Some things would be a lot easier if they stayed babies forever, huh?


9 responses to “She Says… Safe

  1. I feel the same way every time I watch Teen Mom.

  2. I am so sad to hear about this situation, but thankful that your friend’s daughter is safe and home. I read things all the time that make me wonder what life will be like for our children when they are teens… and how different that life will be from the ones that we lived 15 years ago. I worry about being able to relate what Eli is going through in high school and I worry about the things we won’t tell me. SO SCARY. It would certainly be easier if they stayed little forever, but the best we can do is to teach them right from wrong starting RIGHT NOW. Teach them to make good decisions and teach them that there are consequences to their actions. And then, we hope that they take those lessons with them every day and everywhere.

  3. I’m soooo glad to hear she is safe. Very very scary. If you want Owen to be delay “growing up” and “meeting evil”, just make sure he grows up to be a nerd. I was shocked to read you went on your first “date” and had your first “kiss” at 13. Me and my husband were both such social misfits we didn’t have a date or kiss until we were 19. 😉

    All kidding aside, it is a scary world and all you can do I suppose is model and teach.

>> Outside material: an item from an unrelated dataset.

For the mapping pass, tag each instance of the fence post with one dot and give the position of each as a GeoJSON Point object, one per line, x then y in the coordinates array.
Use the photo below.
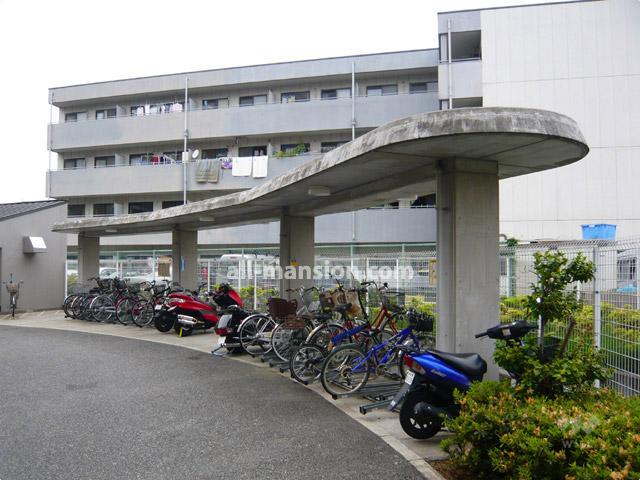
{"type": "Point", "coordinates": [597, 307]}
{"type": "Point", "coordinates": [255, 283]}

And possibly shelter your kids and brainwash them [it seems to be working for the Duggars]. And no cell phones and no internet until they are over 21.

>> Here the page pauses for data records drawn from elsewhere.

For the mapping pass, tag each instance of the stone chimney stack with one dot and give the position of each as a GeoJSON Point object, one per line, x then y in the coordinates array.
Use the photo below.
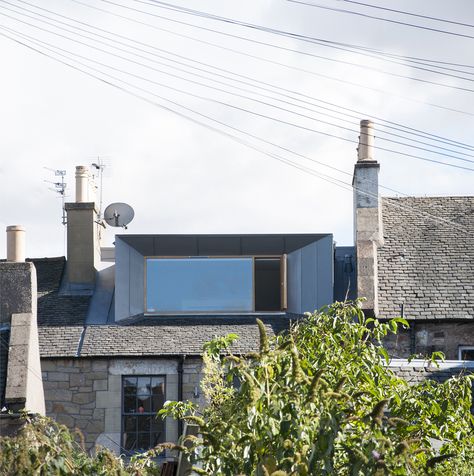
{"type": "Point", "coordinates": [15, 243]}
{"type": "Point", "coordinates": [83, 234]}
{"type": "Point", "coordinates": [368, 235]}
{"type": "Point", "coordinates": [18, 304]}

  4. @christy, You’re right about the Duggars! Maybe they are onto something… 🙂

  5. So glad to hear that your friend’s daughter is safe now. A very scary world out there for sure! I worry about today’s world for my daughter as well. No matter how much we read up on things via the internet etc. there will always be things that our kids know better than us. You’re right Kate, wish I could keep my little one “little” for a longgg time. We can only hope and pray that our little ones will make good life decisions.

  6. Just finished reading the news article (I live in NJ). So glad your friend’s daughter was found. I have 2 boys (ages 3 and 6) and could not even IMAGINE if they were missing for an hour, let alone almost 2 weeks! Unfortunately we live in a different world than the one we grew up in. Scary stuff!

  7. It’s really tragic to hear of such news. In Malaysia, these incidents have become part of the daily news. We hear about babies being thrown away (this sickens me the most – here we are, trying, and there they are, throwing). Yes, I mean literally get thrown in dustbins! Girls go missing, thankfully some are found and the list goes on. It’s a scary world out there indeed!

  8. I don’t know………….it’s a natural instinct to want to wrap our kids in cotton wool and never let go but, remembering my youth, I would have HATED that. Yes,theworld is scary and dangerous but it is also magnificent and exciting and the only way we get to be fully alive is to get out there and experience it. I’m sure I did a lot of things that would have terrified my parents, had they known, but I wouldn’t undo any of it. I don’t want to look back at the end of my life and wish I had tried more things but was too afraid or coddled to do so. I think I raised my kids with the same philosophy. My youngest was especially a real daredevil and the result was a lot of broken bones and trips to the ER but now, as a young man, he has a lot of common sense but is not afraid of risk or challenge.

  9. So glad she’s safe. It makes me sick to my stomach too reading your post, just like I’ve been sick watching the news of the Penn State incidents. SICK. I want to keep my kids safe in the bubble of my protection for as long as possible but I know that is not forever. We just need to remember to teach them that bad things can happen and how to recognize it and get help. It’s our job as their parents.